This is a quick post about the art of upselling. Upselling means getting customers to buy a little more than they came in for. As I told my staff, if we can get six customers to buy one more $15 book or toy, that’s almost a hundred dollars more towards the store’s bottom line. Do this every day and you’re suddenly having a month that’s three grand better than it would have been.
Upselling isn’t hard selling. There’s no buyer’s remorse involved — that should never happen at any store. Customers should leave content and happy with their purchases, not feeling queasy because they bought too much, or bought the wrong thing.

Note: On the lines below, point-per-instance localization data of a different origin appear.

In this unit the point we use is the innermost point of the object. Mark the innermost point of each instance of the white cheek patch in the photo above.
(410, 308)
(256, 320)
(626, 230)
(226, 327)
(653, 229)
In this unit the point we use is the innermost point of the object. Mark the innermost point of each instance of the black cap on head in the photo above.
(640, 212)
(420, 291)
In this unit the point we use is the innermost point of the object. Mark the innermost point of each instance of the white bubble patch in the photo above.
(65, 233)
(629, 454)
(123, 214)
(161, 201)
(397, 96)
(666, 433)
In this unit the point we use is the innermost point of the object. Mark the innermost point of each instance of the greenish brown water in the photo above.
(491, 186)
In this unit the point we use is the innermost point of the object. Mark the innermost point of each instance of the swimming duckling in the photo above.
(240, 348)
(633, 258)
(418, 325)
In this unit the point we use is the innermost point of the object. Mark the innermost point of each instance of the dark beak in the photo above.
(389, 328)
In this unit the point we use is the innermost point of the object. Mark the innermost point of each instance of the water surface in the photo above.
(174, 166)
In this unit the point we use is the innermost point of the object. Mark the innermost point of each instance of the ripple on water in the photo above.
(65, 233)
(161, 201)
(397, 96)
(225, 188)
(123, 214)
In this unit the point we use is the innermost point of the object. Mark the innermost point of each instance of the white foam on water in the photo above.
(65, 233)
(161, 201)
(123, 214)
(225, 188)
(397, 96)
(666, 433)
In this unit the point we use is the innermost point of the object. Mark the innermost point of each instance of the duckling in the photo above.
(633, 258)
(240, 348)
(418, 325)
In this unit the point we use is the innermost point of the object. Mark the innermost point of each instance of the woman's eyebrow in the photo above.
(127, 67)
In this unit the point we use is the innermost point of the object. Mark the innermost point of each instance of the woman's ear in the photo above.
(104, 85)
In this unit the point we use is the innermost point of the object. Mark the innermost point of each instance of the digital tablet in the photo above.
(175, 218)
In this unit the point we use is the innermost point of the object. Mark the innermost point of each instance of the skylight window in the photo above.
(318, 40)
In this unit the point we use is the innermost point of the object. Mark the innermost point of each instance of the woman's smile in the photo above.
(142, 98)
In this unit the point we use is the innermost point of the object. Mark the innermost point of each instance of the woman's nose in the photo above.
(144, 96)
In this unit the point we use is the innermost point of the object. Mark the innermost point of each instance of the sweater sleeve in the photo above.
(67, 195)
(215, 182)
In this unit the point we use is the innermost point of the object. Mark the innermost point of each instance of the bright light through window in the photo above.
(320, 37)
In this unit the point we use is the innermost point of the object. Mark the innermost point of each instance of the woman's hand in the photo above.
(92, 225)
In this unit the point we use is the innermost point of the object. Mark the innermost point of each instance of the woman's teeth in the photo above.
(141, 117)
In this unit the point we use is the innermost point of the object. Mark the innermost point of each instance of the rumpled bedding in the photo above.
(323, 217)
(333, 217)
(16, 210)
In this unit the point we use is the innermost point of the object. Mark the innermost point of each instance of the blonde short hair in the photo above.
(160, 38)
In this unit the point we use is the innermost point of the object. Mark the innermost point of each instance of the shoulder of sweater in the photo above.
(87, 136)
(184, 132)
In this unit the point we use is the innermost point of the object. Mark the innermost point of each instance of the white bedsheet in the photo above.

Upselling is asking questions and knowing your stock. A grandmother was in the store yesterday and she had been offered help and said she was okay. I came in and saw her and asked if she was finding everything. The fact that she was going book by book in the transportation section let me know she had only a rough idea of what she wanted. She said, yes. I pressed gently, "How old is the child?" Well, they were her grandsons ages three and four and she wanted a book they could share, but didn’t know what the family already had. I suggested a truck matching game that we had four of, that’s great but wasn’t selling. She bought that, as well as a truck hardcover. If I hadn’t mentioned it, she would have never found the matching game or been really happy about it. And then, because she bought two things for them, she bought two things for her granddaughter.
Another family came in yesterday looking the picture of summer: a mom and three sons. The older boy found something right away, but the little guy was having a hard time. He was offered help, but shyly said no. His mom had tried to get him to choose a book. Finally, the family was checking out, and this little guy looked so sad. I asked him, "Are you sure you don’t want a book?" He looked at his mom and she nodded it was okay. Well, now the whole family got involved, telling me what he liked last month and how well he reads. I gave him The Last of the Really Great Whangdoodles and he took it and looked pretty happy about. Then I remembered A Barrel of Laughs, A Vale of Tears and ran to get it. I showed it to him and included the whole family in my little book talk. They bought that, too.
Upselling takes handselling up a level. It’s being aware that your customer is looking for something they don’t even know they want. It’s asking someone who’s buying books for other people, "What about you? Do you need a book?" Sometimes, it’s just getting them to talk more about who they’re buying for. It’s the enthusiasm and art of handselling with a keen business eye (don’t recommend things that are you’re out of) and soft touch. While I didn’t upsell six people yesterday, (I only got to four), I did earn the store about $75 more just by asking questions and listening. It was a pretty good day.